Implementasi kurikulum berbasis kompetensi lebih mahal daripada kurikulum berbasis

konten karena menuntut sumber daya pengajaran dan pembelajaran khusus, peralatan dan

infrastruktur di bidang studi kejuruan dan ilmu pengetahuan khususnya. Juga telah dijelaskan

bahwa guru menggunakan pendekatan yang berpusat pada peserta didik untuk menerapkan

kurikulum berbasis kompetensi. Ini berarti bahwa semua guru yang melayani perlu melayani

sehingga mereka terampil dalam pengajaran dan pembelajaran yang tepat berdasarkan

kompetensi pendidikan. Zambia memiliki sekitar 98.000 guru tetapi dengan alokasi anggaran

yang menurun, pelayanan mengajar bisa menjadi tantangan besar.

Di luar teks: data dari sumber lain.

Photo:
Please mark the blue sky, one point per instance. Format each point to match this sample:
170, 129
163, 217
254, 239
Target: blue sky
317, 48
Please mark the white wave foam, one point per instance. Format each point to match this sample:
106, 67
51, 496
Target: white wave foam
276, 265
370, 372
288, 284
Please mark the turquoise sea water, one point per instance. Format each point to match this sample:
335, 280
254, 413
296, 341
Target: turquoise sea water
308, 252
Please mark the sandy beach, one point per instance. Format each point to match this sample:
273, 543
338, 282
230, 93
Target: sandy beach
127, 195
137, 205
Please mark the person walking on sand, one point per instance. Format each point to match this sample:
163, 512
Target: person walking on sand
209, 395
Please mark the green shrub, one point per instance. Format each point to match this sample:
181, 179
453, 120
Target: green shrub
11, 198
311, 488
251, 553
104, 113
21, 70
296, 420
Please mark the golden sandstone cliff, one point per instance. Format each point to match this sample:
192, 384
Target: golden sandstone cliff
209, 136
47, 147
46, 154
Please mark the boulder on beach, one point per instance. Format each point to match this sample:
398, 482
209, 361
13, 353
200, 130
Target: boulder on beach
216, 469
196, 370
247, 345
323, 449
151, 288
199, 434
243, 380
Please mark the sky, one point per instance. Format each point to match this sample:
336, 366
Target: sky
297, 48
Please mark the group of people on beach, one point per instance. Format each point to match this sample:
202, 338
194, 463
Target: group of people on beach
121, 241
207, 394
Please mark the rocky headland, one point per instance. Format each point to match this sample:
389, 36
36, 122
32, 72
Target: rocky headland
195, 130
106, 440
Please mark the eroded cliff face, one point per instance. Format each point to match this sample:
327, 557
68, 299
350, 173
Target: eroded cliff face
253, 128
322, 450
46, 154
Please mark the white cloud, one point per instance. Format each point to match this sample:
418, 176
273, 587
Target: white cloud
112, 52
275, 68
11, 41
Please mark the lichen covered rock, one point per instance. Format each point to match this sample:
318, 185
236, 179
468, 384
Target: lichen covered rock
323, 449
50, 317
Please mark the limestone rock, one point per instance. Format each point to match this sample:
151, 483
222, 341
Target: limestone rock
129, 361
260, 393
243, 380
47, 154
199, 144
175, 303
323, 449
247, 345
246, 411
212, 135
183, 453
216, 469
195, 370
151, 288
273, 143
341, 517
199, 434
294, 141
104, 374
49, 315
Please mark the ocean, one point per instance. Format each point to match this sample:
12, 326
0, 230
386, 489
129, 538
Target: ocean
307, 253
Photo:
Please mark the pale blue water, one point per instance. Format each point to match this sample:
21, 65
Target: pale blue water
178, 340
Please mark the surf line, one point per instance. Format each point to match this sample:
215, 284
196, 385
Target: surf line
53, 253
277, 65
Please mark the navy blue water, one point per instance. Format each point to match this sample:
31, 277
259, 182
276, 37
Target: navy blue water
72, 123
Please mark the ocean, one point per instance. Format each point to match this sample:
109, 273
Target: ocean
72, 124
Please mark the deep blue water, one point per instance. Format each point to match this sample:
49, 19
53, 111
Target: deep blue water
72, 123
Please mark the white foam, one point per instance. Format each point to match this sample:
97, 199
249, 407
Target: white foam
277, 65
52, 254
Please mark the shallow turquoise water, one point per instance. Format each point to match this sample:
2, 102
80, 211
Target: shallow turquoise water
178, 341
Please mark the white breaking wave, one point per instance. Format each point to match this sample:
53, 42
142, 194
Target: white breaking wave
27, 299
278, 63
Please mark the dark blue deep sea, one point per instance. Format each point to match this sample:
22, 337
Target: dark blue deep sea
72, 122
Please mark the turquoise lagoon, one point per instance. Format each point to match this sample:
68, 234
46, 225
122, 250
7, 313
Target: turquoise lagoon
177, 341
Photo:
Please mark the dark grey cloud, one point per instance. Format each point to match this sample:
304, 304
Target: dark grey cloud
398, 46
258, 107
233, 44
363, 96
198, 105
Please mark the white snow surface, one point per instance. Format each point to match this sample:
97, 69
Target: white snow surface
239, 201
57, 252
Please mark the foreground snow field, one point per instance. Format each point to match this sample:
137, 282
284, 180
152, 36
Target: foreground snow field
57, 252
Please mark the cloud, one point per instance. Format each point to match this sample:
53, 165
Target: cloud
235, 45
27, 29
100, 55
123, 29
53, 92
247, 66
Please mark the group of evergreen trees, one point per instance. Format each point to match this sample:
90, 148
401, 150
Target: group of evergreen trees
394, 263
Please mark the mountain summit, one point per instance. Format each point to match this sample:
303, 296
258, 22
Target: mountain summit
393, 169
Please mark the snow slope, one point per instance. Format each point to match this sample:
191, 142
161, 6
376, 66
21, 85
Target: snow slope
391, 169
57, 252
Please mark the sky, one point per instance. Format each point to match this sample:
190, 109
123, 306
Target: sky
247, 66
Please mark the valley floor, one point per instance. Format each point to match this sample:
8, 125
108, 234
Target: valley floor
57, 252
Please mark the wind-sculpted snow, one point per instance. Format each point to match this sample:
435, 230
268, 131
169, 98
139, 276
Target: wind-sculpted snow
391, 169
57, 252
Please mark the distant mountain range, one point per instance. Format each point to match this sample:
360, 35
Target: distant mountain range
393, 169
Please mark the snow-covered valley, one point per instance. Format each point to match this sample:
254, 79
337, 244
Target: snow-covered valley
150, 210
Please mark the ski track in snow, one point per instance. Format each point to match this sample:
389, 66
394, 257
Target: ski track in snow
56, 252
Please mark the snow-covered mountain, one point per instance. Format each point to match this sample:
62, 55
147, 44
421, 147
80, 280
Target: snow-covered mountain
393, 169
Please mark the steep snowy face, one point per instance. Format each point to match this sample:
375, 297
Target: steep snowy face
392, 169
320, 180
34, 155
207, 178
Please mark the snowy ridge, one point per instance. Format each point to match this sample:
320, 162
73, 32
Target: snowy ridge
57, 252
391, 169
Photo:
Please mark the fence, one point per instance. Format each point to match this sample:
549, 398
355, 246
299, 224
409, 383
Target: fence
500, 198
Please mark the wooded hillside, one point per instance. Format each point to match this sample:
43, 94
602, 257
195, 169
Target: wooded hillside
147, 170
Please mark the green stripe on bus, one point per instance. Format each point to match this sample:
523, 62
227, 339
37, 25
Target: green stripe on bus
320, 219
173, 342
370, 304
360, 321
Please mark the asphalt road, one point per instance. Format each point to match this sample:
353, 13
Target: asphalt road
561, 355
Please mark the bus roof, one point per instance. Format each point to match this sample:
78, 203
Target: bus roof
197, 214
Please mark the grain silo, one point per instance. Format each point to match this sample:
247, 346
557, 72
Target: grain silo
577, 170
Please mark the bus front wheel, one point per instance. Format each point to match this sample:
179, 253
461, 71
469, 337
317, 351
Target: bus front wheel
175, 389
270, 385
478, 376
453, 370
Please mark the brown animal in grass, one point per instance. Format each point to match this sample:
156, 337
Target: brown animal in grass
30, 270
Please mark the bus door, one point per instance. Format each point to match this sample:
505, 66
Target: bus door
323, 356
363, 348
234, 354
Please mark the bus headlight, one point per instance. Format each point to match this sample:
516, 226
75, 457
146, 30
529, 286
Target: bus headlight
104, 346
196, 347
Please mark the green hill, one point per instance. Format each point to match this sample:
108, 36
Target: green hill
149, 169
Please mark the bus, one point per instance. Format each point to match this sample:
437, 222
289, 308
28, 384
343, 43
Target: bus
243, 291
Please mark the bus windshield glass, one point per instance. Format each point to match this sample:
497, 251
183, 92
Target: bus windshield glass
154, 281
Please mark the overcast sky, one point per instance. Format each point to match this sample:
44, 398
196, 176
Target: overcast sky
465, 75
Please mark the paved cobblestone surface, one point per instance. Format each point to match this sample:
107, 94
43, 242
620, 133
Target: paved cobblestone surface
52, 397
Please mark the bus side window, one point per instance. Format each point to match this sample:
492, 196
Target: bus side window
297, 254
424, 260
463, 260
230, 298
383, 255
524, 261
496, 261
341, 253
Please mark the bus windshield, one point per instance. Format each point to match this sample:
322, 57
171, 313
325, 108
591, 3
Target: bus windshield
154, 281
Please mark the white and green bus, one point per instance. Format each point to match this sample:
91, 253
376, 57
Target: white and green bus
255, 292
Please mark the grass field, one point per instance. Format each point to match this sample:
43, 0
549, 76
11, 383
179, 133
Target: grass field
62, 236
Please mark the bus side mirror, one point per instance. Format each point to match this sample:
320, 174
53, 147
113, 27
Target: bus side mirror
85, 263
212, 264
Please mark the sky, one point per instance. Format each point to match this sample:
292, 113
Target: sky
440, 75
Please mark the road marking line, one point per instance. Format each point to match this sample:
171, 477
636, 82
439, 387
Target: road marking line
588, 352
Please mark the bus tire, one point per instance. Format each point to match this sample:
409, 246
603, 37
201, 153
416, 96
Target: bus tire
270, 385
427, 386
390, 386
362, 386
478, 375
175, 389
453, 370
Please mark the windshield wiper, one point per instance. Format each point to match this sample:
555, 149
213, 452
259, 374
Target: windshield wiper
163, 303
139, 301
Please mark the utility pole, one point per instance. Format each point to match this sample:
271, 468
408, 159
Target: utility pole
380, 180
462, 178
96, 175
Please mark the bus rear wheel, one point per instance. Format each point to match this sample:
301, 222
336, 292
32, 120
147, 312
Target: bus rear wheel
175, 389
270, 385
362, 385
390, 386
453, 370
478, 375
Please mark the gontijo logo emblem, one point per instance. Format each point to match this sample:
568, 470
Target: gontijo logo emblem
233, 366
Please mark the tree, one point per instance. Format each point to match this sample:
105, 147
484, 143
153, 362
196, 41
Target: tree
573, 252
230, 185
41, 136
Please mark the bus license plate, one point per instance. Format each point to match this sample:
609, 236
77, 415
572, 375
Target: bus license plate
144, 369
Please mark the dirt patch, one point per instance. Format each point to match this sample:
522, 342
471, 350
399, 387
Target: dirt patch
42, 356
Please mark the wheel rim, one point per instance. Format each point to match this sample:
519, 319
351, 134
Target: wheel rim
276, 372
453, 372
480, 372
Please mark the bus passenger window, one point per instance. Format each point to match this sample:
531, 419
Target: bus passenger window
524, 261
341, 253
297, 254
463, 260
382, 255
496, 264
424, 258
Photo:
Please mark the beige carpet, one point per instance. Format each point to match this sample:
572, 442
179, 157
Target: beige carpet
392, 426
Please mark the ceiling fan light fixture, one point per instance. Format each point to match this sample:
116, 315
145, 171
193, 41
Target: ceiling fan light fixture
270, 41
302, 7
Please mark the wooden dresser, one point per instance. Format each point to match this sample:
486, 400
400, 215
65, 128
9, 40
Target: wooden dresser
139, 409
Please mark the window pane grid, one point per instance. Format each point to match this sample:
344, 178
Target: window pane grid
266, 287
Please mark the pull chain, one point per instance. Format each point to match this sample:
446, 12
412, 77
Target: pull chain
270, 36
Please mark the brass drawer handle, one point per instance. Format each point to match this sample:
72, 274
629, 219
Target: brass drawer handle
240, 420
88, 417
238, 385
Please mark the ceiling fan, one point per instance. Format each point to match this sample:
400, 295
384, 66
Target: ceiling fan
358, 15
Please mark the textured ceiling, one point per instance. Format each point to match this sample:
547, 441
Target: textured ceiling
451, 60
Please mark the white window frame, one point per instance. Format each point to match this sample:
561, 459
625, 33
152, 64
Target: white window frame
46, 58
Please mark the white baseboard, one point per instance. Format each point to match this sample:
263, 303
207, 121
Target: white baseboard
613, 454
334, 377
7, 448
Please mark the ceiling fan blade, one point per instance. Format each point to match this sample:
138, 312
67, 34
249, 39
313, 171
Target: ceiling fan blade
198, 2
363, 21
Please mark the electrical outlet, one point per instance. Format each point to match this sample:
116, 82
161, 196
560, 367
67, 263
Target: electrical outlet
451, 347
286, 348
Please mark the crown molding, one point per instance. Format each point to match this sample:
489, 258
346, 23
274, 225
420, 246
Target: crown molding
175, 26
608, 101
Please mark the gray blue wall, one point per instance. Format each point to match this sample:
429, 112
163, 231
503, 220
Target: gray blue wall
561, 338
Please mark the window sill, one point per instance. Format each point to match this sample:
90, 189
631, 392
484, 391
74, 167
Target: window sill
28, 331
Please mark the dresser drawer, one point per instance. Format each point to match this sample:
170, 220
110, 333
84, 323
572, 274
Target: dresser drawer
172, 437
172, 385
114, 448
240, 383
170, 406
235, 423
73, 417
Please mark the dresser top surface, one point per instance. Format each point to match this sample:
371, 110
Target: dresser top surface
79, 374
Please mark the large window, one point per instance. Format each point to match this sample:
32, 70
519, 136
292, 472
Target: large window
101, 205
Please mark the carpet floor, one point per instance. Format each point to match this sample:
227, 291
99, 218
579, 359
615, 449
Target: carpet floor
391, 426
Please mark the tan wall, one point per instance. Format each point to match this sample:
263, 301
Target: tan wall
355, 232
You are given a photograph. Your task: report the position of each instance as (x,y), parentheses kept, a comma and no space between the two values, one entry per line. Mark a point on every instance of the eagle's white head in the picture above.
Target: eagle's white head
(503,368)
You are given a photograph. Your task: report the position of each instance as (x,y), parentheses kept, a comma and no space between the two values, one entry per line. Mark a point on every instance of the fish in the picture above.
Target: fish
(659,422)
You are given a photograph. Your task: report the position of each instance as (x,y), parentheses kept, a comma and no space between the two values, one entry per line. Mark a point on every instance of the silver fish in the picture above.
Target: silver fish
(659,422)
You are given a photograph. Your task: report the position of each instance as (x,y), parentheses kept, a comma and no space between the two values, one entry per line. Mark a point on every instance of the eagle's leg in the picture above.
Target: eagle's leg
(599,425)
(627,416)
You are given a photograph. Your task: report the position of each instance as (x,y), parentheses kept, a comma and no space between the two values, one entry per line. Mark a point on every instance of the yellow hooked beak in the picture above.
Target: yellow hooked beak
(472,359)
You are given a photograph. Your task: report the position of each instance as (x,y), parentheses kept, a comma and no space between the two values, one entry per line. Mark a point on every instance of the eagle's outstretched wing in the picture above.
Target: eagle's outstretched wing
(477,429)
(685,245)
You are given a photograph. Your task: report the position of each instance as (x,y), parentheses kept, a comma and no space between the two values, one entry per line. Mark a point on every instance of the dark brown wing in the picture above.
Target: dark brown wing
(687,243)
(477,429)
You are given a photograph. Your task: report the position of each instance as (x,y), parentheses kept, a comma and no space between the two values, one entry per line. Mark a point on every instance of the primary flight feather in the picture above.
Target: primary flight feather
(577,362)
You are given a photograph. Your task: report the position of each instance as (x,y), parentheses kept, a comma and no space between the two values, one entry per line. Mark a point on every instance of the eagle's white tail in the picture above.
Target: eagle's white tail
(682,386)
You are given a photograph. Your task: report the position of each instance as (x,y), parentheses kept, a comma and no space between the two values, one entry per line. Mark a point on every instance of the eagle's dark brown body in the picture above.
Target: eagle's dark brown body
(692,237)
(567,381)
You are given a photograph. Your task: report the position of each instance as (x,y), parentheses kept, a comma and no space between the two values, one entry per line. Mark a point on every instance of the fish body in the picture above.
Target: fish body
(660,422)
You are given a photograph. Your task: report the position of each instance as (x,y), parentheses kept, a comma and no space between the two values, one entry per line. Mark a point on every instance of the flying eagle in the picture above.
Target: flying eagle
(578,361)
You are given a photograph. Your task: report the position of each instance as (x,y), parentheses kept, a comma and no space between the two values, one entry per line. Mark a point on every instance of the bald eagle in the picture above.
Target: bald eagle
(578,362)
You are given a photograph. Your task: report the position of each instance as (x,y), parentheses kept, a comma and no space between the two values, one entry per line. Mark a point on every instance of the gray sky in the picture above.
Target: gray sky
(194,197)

Melayani guru bukan satu-satunya hal yang perlu dilakukan tentang pendidikan guru di

Zambia. Yang tak kalah penting adalah pelayanan pendidik guru tentang kurikulum berbasis

kompetensi. Mulenga (2015) mengamati dalam studinya bahwa sebagian besar dosen yang

sedang mempersiapkan guru di satu universitas negeri di Zambia mengajar di sekolah

menengah atau dasar beberapa tahun yang lalu dan memiliki pengetahuan yang sangat sedikit

tentang apa yang diajarkan di sana. Bahkan beberapa dari mereka tidak pernah mengajar di

sekolah dasar atau menengah sama sekali. Pendidik guru seperti itu akan membutuhkan

layanan intensif tentang kurikulum berbasis kompetensi. Sejauh pengetahuan terbaik dari

penulis makalah ini, dalam pelayanan pendidik guru Zambia belum dilakukan. Hal ini

kemungkinan memiliki efek backwash pada implementasi kurikulum berbasis kompetensi

karena guru yang lulus tidak akan dipersiapkan dengan baik untuk kurikulum yang harus

mereka terapkan.

Kementerian Pendidikan Umum di Zambia sangat bergantung pada dukungan dari LSM dan

pemangku kepentingan seperti UNICEF, JICA, USAID, Dewan Inggris, Bank Dunia dan

lainnya. Jika para pemangku kepentingan ini tidak memiliki agenda terkait dengan

pendidikan guru dan penyediaan sumber belajar dan mengajar, peralatan dan infrastruktur
untuk kurikulum berbasis kompetensi, maka implementasi kurikulum revisi 2013 di Zambia

kemungkinan akan tetap menjadi sebuah visi dan tidak lebih.